Full-Out Transparency…Part IV
Again, if you haven’t read parts I, II, and III of my blog on transparency in relationships, I suggest you go back and do that now…
Picking up where I left off, I went through the next forty-eight hours with much crying, journal writing, and “villain-izing” my primary (aka primary poly partner; boyfriend). Finally, at the end of a hot yoga class during which I had dripped first tears and then sweat onto my mat, I started having this thought: It is so beautiful that my partner and I have signed up to teach each other about transparency and boundary-setting in this lifetime Then, I knew I was out of drama and ready to talk to him face to face about what was up for me. I had shifted from blame to responsibility for co-creating this perfect situation with my partner.
I must say we both did a superb job of staying conscious and being transparent during our conversation, which lasted about an hour an a half. My partner said it was one of the longest conversations of his life, lol. As most women know, that is nothing for us ;)!
I expressed and owned my feelings (angry, sad, scared) and revealed that I had been suspecting him of lying for the past several days. He was shocked and sad. This was a very difficult part of the discussion for both of us, and we got through it by staying open emotionally and continuing to speak our truth to each other.
I told him that I believed he had learned to conceal the full truth during the course of his marriage when his wife had often been angry when he’d revealed his desires to her, especially those of wanting to be with other people. He agreed. I also said that nothing short of full-out transparency was acceptable to me. I was very clear and solid in standing in my truth. This was the boundary-setting part for me, which I had in previous relationships struggled to do consistently.
He revealed that he had started out his increased contact with “Jane” not thinking it was anything significant that he needed to mention. Then, when things had heated up, it seemed very hard (no pun intended) to bring it up to me at that point. This was part of the full transparency for him.

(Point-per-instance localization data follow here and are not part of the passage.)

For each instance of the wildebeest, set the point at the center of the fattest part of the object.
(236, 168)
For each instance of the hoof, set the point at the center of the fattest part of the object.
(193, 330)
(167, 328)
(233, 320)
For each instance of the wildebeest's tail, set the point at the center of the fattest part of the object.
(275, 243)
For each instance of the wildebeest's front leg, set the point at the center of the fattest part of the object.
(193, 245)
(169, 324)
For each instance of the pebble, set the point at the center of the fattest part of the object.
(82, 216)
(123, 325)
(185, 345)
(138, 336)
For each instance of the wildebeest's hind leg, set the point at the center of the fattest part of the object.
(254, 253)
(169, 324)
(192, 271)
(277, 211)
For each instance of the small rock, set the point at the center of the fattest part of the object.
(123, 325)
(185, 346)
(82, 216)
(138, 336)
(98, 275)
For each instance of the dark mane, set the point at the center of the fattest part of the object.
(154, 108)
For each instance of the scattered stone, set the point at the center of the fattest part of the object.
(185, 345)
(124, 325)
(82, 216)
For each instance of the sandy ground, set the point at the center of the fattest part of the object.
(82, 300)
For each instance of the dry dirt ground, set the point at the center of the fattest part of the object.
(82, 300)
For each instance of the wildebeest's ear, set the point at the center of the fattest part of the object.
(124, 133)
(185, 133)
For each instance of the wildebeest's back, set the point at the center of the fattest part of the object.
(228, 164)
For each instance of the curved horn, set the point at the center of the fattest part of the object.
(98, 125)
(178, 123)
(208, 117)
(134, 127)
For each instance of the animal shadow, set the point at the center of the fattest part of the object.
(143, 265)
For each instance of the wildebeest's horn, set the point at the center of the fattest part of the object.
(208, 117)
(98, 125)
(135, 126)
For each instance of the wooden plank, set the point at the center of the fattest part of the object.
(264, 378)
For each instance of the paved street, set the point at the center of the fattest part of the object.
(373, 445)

We talked about the agreements we had so far in our relationship, and he revealed that he wished there were a little more “leeway” in them (more revealing). He said he “didn’t know” what that would entail. At the end of all the expressing and revealing on both sides, I suggested that we have a new thing called “leeway sex”. I told him it would be fine with me if he had leeway sex with Jane, and I really meant it. I actually want him to. That compersion thing sneaking up on me again! Suddenly, his revealing made my jealousy dissolve.
We also agreed that in order to heal the breech of trust in our relationship, I’d continue to tell him if I had more thoughts that he was lying. Not surprisingly, those thoughts died out pretty quickly after that. Through the lens of knowing that he’d concealed and hadn’t come clean yet, I perceived that he was lying to me almost constantly. In fact his only lies were lies of omission about Jane. Once he came clean, I stopped hearing lies. I was no longer seeing him through the lens of mistrust.
It would not be for weeks later, in the process of writing the blogs about all of it, that we’d realize when things started to go off track. It was way back the day after his first date with Jane. What he said was: “I don’t think I’m interested in having a relationship with her.” His real truth was something more like this: “I very, very much want to f*ck her, but could not see myself having a relationship with someone who’s twenty-two. I would like to make an agreement that I can have sex with her without going through the farce of getting into a relationship.” He also revealed afterward that he was scared to speak his truth about wanting “leeway sex” (he did know what he wanted, after all). So, he wasn’t 100% transparent the night of our big talk. I accept that. I don’t expect him to erase twenty-six years of concealing in the blink of an eye. He probably still needs more learning about truth-telling. And if he does, I understand that means I still need more learning about setting my boundaries and standing firm.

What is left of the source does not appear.